Vic (Tracy Wright) and Kat (Molly Parker) grew up together. They started a band together. They lived their lives together. They abused themselves with drugs and narcotics together. They were Trigger together.
Trigger is playing/was playing a short engagement at Toronto’s brand-spankin’-new TIFF Bell Lightbox, and director Bruce McDonald was on-hand to introduce the film to the audience.
McDonald explained that the film started as a continuation of the story of Joe Dick and Billy Talent who were the two front-men of the fictional band Hard Core Logo. Unfortunately Hugh Dylan’s and Callum Keith Rennie’s schedules made it impossible. Rather than scrapping the screenplay, McDonald and writer Daniel Macivor rewrote the film about a new band, a riotgrrl band called Trigger.

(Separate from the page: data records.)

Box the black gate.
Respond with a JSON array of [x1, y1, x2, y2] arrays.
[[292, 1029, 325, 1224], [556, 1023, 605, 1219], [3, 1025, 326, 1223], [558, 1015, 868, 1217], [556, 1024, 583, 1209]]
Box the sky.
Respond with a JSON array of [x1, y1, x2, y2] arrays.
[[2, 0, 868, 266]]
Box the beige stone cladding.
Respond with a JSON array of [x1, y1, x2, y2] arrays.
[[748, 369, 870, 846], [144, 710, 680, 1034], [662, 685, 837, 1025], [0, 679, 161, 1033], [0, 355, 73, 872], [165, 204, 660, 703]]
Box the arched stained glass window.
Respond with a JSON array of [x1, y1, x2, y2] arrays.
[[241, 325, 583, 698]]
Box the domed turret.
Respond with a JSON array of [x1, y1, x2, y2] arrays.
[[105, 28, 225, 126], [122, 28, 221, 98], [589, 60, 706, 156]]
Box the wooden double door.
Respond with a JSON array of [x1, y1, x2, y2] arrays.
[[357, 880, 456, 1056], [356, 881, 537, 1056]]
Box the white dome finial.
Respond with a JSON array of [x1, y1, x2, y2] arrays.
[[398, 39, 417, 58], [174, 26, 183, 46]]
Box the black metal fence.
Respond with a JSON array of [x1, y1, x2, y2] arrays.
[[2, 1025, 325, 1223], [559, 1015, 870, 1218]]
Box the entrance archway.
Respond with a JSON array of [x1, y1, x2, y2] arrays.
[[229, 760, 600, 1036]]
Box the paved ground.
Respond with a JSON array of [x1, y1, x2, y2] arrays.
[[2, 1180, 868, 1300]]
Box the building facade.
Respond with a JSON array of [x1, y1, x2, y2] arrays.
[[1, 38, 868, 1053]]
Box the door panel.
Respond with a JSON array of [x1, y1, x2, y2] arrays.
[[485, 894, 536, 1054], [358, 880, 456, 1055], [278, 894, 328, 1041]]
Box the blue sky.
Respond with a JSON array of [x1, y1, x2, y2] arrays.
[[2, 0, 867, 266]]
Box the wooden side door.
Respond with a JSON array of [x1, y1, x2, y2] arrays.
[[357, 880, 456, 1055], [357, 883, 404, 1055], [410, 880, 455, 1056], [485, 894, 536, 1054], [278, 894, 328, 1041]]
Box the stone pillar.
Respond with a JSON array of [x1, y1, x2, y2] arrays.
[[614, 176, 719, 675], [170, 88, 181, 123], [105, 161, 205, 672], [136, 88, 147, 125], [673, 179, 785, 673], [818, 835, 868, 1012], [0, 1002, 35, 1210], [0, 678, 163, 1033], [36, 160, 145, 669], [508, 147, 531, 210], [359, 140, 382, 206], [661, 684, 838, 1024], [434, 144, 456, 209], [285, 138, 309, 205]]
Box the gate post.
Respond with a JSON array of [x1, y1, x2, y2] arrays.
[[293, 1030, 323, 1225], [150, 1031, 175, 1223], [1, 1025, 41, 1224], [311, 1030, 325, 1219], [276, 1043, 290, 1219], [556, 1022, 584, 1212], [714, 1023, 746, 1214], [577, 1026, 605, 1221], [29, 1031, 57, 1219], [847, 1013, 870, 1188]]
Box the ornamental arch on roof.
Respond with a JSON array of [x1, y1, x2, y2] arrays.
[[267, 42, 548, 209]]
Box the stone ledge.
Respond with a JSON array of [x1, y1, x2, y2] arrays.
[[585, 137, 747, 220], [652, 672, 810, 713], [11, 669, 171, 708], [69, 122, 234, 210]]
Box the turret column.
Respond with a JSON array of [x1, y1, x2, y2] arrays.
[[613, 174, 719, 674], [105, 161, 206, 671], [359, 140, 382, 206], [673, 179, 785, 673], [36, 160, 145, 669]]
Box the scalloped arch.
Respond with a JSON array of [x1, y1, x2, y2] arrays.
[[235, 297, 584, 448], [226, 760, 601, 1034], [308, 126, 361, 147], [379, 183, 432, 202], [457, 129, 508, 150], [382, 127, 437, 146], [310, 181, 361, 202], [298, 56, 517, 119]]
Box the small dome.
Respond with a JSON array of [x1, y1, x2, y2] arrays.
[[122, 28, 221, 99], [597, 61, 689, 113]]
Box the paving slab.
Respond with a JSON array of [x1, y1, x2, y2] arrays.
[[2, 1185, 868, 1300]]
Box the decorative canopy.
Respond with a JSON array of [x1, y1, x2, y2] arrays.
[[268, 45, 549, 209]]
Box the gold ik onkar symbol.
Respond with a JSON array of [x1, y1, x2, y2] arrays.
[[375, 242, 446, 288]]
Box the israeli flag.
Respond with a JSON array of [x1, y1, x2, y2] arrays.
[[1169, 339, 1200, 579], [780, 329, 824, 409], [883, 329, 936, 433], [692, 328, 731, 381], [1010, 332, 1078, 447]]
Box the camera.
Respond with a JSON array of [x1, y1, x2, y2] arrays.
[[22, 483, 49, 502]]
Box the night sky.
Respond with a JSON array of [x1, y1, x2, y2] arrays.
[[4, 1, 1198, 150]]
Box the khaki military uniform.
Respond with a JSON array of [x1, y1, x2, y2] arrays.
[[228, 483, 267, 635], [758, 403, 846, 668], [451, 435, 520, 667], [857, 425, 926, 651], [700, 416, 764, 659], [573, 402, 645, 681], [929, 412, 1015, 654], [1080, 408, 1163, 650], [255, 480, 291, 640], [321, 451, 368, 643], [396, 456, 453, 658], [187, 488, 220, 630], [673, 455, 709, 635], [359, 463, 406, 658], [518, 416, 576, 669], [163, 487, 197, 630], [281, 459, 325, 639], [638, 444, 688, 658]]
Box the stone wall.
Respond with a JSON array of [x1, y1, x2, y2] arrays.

Though it’s not actually titled “Hard Core Logo 2,” the film feels it, and it’s easy to see Vic as Joe Dick and Kat as Billy Talent. Rennie even makes a brief appearance as “Billy” and the audience is left to assume that this is Billy Talent, while Julian Richings makes a brief appearance as his Hard Core Logo role Bucky Haight.
How does it differ?
Hard Core Logo is about a band coming together for a sham-benefit while one member has a greater goal. Trigger is about a band coming together for a sham-benefit while one member has a greater goal.
Hard Core Logo is about men who are still children. Once the band broke up, they stopped evolving, and their lives were static. When they reunited, all the love and all the hatred were still at the forefront.
Trigger is about a band who grew up. They’ve become better women and grown, and learned from their mistakes. They’re still making mistakes, and are unsure of where to lead their lives, but they’re better people than they once were.
That’s the major difference. Trigger isn’t rehashing what was done before. Trigger is telling a different story within an existing universe.
One interesting thing about this film is how old everyone looks. Parker, Wright, Rennie, and McKellar all look like they’ve lived lives of abuse and are falling apart. It fits perfectly with the context of the film, and creates a realism, which was only disturbed by a guitar strap continuity error.
Definitely worth seeing. You don’t need to have seen it’s predecessor to enjoy the film, but it wouldn’t hurt. Most importantly, it’s a great farewell to a wonderful actor who the Toronto scene has recently lost, Tracy Wright.